How much of the movie is fiction and how much is documentary? It doesn’t linger over clinical details, but when we see Jean being treated for a lesion it doesn’t look fake. Collard, by the way, wound up playing the lead part only as a last resort, when he couldn’t find anyone else who was both suitable and willing. Considering everything else he does — including singing seven of the songs on the sound track, four of which he wrote or cowrote — it’s amazing that he can pull it off.
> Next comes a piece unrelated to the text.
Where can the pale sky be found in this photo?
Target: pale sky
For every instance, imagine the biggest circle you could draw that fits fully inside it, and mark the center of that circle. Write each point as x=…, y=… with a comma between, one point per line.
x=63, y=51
But he does.

When I first saw Savage Nights, several weeks ago, I wasn’t sure what I thought; but it sure woke me from the living death most Hollywood entertainments offer nowadays to anyone looking for more than simple diversion. Now that I’ve seen it again, I still can’t say that I like all of it, but I also still find it difficult to dismiss.

People who come out of Philadelphia feeling the least bit irritated should rush off to Savage Nights without delay; if there was ever a corrective to that Hollywood snow job this is surely it, and a movie this blunt and honest doesn’t usually stick around for long. No bad courtroom drama here, no sucking up to “likable,” down-home homophobes, no nice-guy speeches, no role models. Just three desperate, largely interchangeable people going for broke, going under, sometimes going over the top, and going after their desires like insane fiends, whether we like it or not.